Minor tweak in calc_geos
function to select variable after import with grep()
function. Allows for subsetting with raw data variable names (ie "ACET") and re-written test variable names (ie "ACET_lev=72"). calc_geos
unit tests pass with this change.
>
>
> testthat::test_that("calc_geos calculates chm covariates.", {
+ # function parameters
+ date <- "2018-01-01"
+ collection <- "chm_tavg_1hr_g1440x721_v1"
+ variable <- "ACET"
+ sites <- readRDS("../testdata/sites_test.rds")
+ identifier <- "site_id"
+ fun <- "mean"
+ directory_with_data <- "../testdata/chm/"
+ # run covariate calculation
+ covariate_geos <- calc_geos(date_start = date,
+ date_end = date,
+ collection = collection,
+ variable = variable,
+ sites = sites,
+ identifier = identifier,
+ fun = fun,
+ directory_with_data = directory_with_data)

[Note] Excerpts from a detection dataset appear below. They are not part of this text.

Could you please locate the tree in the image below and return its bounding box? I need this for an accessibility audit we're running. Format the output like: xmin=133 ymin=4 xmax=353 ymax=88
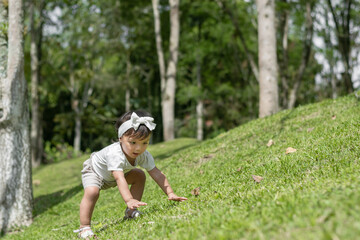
xmin=327 ymin=0 xmax=354 ymax=93
xmin=256 ymin=0 xmax=279 ymax=117
xmin=0 ymin=0 xmax=32 ymax=233
xmin=30 ymin=0 xmax=45 ymax=167
xmin=279 ymin=0 xmax=315 ymax=109
xmin=152 ymin=0 xmax=180 ymax=141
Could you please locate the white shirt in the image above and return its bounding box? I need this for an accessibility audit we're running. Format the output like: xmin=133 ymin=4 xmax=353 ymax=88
xmin=91 ymin=142 xmax=155 ymax=181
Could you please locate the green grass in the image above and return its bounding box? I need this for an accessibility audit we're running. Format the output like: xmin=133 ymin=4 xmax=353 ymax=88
xmin=4 ymin=95 xmax=360 ymax=239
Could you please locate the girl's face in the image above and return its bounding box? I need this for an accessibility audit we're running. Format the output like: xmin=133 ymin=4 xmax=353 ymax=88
xmin=119 ymin=135 xmax=150 ymax=161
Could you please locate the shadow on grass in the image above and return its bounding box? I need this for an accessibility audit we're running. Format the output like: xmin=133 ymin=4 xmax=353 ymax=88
xmin=154 ymin=141 xmax=201 ymax=161
xmin=34 ymin=184 xmax=83 ymax=217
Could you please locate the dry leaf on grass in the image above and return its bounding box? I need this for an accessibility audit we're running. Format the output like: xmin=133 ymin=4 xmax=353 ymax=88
xmin=266 ymin=139 xmax=274 ymax=147
xmin=191 ymin=187 xmax=201 ymax=196
xmin=307 ymin=128 xmax=315 ymax=132
xmin=33 ymin=179 xmax=41 ymax=186
xmin=285 ymin=147 xmax=296 ymax=154
xmin=251 ymin=175 xmax=264 ymax=183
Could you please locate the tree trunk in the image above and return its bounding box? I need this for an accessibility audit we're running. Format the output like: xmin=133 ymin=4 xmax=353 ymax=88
xmin=0 ymin=0 xmax=33 ymax=232
xmin=280 ymin=0 xmax=289 ymax=108
xmin=125 ymin=53 xmax=132 ymax=112
xmin=287 ymin=2 xmax=314 ymax=109
xmin=152 ymin=0 xmax=180 ymax=141
xmin=196 ymin=56 xmax=204 ymax=141
xmin=217 ymin=0 xmax=259 ymax=82
xmin=327 ymin=0 xmax=354 ymax=93
xmin=196 ymin=23 xmax=204 ymax=141
xmin=30 ymin=2 xmax=43 ymax=167
xmin=256 ymin=0 xmax=279 ymax=117
xmin=69 ymin=71 xmax=81 ymax=153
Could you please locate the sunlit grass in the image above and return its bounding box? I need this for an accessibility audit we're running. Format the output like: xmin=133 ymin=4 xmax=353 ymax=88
xmin=5 ymin=95 xmax=360 ymax=239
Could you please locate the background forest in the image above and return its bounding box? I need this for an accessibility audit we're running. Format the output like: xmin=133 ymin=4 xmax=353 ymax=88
xmin=25 ymin=0 xmax=360 ymax=166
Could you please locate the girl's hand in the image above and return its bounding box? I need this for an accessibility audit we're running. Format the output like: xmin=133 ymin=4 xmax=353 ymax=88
xmin=126 ymin=199 xmax=147 ymax=209
xmin=168 ymin=193 xmax=187 ymax=202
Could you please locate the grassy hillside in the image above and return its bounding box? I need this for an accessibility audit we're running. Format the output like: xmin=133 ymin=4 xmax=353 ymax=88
xmin=5 ymin=95 xmax=360 ymax=239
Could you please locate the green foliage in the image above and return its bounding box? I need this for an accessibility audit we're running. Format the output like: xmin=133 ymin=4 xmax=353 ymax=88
xmin=4 ymin=95 xmax=360 ymax=240
xmin=25 ymin=0 xmax=359 ymax=154
xmin=44 ymin=142 xmax=89 ymax=163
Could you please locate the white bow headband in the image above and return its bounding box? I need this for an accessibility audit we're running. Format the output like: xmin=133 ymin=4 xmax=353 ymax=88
xmin=118 ymin=112 xmax=156 ymax=138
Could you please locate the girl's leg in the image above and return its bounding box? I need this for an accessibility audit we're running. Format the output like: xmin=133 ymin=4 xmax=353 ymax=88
xmin=125 ymin=168 xmax=146 ymax=213
xmin=80 ymin=186 xmax=100 ymax=228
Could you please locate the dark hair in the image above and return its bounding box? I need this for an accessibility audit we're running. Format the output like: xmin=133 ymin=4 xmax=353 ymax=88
xmin=115 ymin=110 xmax=152 ymax=139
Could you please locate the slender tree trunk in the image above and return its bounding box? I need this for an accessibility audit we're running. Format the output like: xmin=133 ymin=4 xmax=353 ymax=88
xmin=69 ymin=71 xmax=81 ymax=153
xmin=280 ymin=0 xmax=289 ymax=108
xmin=196 ymin=56 xmax=204 ymax=141
xmin=152 ymin=0 xmax=166 ymax=97
xmin=30 ymin=2 xmax=43 ymax=167
xmin=327 ymin=0 xmax=354 ymax=93
xmin=125 ymin=53 xmax=132 ymax=112
xmin=256 ymin=0 xmax=279 ymax=117
xmin=216 ymin=0 xmax=259 ymax=81
xmin=196 ymin=23 xmax=204 ymax=141
xmin=0 ymin=0 xmax=33 ymax=232
xmin=152 ymin=0 xmax=180 ymax=141
xmin=288 ymin=2 xmax=314 ymax=109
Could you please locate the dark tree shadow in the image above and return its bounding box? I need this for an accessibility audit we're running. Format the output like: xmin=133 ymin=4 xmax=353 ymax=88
xmin=154 ymin=142 xmax=200 ymax=161
xmin=33 ymin=184 xmax=83 ymax=217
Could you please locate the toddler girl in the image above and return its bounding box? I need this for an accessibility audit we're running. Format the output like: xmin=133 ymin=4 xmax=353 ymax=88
xmin=75 ymin=111 xmax=187 ymax=238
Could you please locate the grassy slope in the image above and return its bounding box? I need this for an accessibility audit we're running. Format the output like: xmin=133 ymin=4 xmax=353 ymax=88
xmin=5 ymin=95 xmax=360 ymax=239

+ # test that function returns data frame
+ expect_equal(class(covariate_geos), "data.frame")
+ # test that data frame has three columns
+ expect_equal(ncol(covariate_geos), 3)
+ # test that no missing values
+ expect_false(any(sapply(covariate_geos, is.na)))
+ # test that all days included
+ expect_equal(length(unique(covariate_geos$date)), 1)
+ })
Calculated ACET for date 20180101
Test passed 😀
>
@mitchellmanware Thank you for the changes in calc_geos
.
@Spatiotemporal-Exposures-and-Toxicology @eva0marques I am suddenly confused with the temporal range of subsetting: do we subset all data for 2018-2022 or a limited period? Since the subsets will be used in the entire pipeline for tests, I suppose the former would be the right period.
@sigmafelix pipeline is currently for 2018-2022 inclusive; tests are for a very limited (1 day) period. Does that answer the question?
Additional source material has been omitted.